The premise is simple, even if the science is not.

“All you need is the oil, right?” Kilaru said. “You don’t need the whole tree.”

Instead of relying on large-scale orchards to produce a specialized oil, the platform would let plant cells make it more directly.

For Kilaru, the link between basic science and application is not new. Before earning her doctorate, she studied biotechnology in India, worked in industry and started her own biotechnology company, converting part of her house into a lab.

“The application aspect has never left me,” she said. “But I feel the applications are more successful if you understand the fundamentals.”

That is where TTAC matters. Kilaru’s basic discovery supplied the tools; TTAC support is helping her test what they might enable.

The work is still early, but it reflects a broader question Kilaru brings to academic research. Publications and discovery matter, she said, but researchers also have to ask what their work gives back.

“What is society getting out of it?” Kilaru said. “What are we giving to people outside the academic world?”

Scaling in Appalachia


Taken together, the three projects show why TTAC’s work at ETSU is larger than any one invention. A surgical tool, a rural computing system and a moss-based oil platform need different kinds of support, but each depends on the same thing: a path that helps university research move beyond the lab without leaving the region behind.
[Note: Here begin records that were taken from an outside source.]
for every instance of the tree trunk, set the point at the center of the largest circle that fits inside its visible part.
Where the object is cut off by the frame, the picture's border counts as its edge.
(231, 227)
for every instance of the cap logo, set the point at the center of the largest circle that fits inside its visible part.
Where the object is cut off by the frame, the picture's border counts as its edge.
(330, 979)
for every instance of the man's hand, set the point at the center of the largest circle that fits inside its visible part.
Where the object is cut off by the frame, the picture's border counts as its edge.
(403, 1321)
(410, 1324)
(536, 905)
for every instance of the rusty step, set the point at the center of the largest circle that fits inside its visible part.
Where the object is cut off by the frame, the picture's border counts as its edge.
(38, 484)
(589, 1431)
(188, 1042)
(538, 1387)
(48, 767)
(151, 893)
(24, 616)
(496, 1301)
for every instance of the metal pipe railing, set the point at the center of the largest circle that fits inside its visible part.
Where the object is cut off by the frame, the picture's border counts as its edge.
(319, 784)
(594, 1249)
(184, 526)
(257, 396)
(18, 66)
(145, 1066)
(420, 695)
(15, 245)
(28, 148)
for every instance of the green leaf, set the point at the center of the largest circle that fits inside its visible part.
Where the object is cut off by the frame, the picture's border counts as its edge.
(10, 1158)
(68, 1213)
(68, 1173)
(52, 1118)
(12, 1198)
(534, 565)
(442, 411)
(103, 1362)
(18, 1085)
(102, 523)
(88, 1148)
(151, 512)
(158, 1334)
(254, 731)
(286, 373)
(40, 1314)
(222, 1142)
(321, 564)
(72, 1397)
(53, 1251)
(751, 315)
That growing capacity drew national attention in 2025, when the National Security Commission on Emerging Biotechnology visited ETSU’s Valleybrook facility as part of its Biotech Across America Roadshow.

The visit underscores why commercialization capacity matters in places like Northeast Tennessee, said Stuart C. McWhorter, deputy governor and commissioner of the Tennessee Department of Economic and Community Development.

“ETSU sits in a region with real strengths in health care, agriculture, biotechnology and advanced industry,” McWhorter said. “Building capacity there helps connect talent with industry needs, creating more opportunities for regional expertise to contribute to statewide economic growth.”

For university researchers, the next step can often be obvious in hindsight but difficult to see in the moment, whether it’s more data, a patent conversation, a prototype, a customer interview or an introduction to industry.

“Most researchers know the work. What they don’t always know is who to call next, or what kind of proof a partner, patent attorney or customer would need to see,” TTAC Director Charles Layne said. “TTAC gives campuses a way to answer those questions earlier, so promising ideas don’t have to depend as much on chance or personal networks.”